Diğer yandan Uluslararası Adalet Divanı, cuma günü karar duruşmasında İsrail'in Gazze'de soykırımı önlemek için tüm tedbirleri almasına hükmetti. Gazze’deki felaket boyutundaki insani durumun, tedbir kararı vermesini gerektirecek düzeyde “acil tehlike” teşkil ettiğini belirten mahkeme, İsrail’e, “soykırım suçu anlamına gelecek tüm adımları önleme ve cezalandırma talimatı” verdi. Karar metni İsrail’den, ordu güçlerinin soykırım suçu işlememesini garanti etmesini ve insani durumu düzeltmesini de istedi. İsrail alınan tüm önlemlerle ilgili bir ay içinde mahkemeye rapor sunacak. Bu rapor Güney Afrika’yla da paylaşılacak. Mahkeme ayrıca Hamas’ın elindeki tüm rehinelerin derhal serbest bırakılmasını da talep etti.
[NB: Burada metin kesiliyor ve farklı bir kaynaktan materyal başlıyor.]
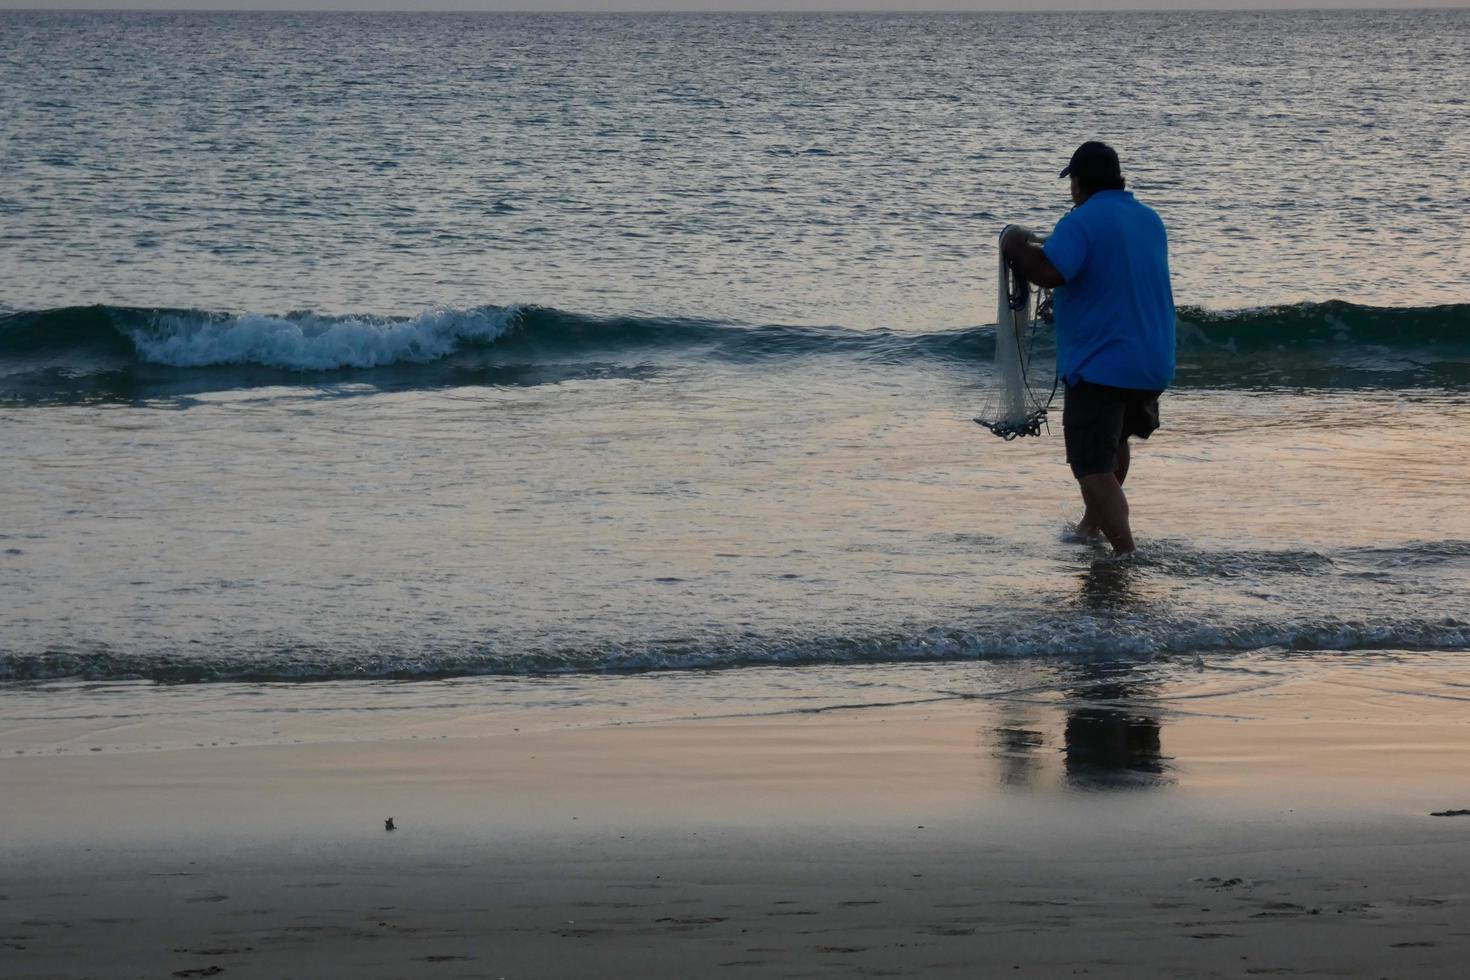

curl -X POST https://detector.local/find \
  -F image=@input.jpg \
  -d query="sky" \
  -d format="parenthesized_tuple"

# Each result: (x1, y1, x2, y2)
(4, 1, 1466, 11)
Güney Afrika’nın açtığı soykırım davasının tamamının değerlendirilmesinin yıllar alması bekleniyor. Ancak UAD’nin verdiği ilk hukuki kararın, diplomatik ve siyasi sonuçları olacak. Mahkemenin tedbirleri bağlayıcı ancak İsrail’in uymaması halinde bir yaptırım gücü bulunmuyor.

Uluslararası adalet divanının kararı fiilen soykırımı durdurmazsa da bir başlangıç olarak olumlu bir gelişme olarak telakki edilmelidir. Gerçekten süreci iyi takip edilirse kesin sonuçlar alınmasa da İsrail’i uluslararası arenada zora sokacak bir fırsat yakalanabilir. Bu dava uzun soluklu bir dava olacaktır. Filistin’in gerçek dostları bu davaya gereken önemi, siyasal ve hukuksal çabayı verirse mahkemeden somut karar fayda çıkma ihtimali var. Gazze’yi savunmak isteyen ülkeler, hükümetler, hukukçularını bu davada görevlendirmeli ve kamu diplomasi aktörlerini seferber etmelidir.

Gazze’de katliamlar yaşanırken doğu toplumları hünerli olduğu belagat, retoriğin ötesine geçemezken batı dünyasında ise, ilk günden beri devam eden istikrarlı realist tepkiler ve Güney Afrika Cumhuriyetinin tarihe not düşen Uluslararası Adalet Divanı (UAD) çıkışı doğu toplumları hem mutlu hem de mahcup etti.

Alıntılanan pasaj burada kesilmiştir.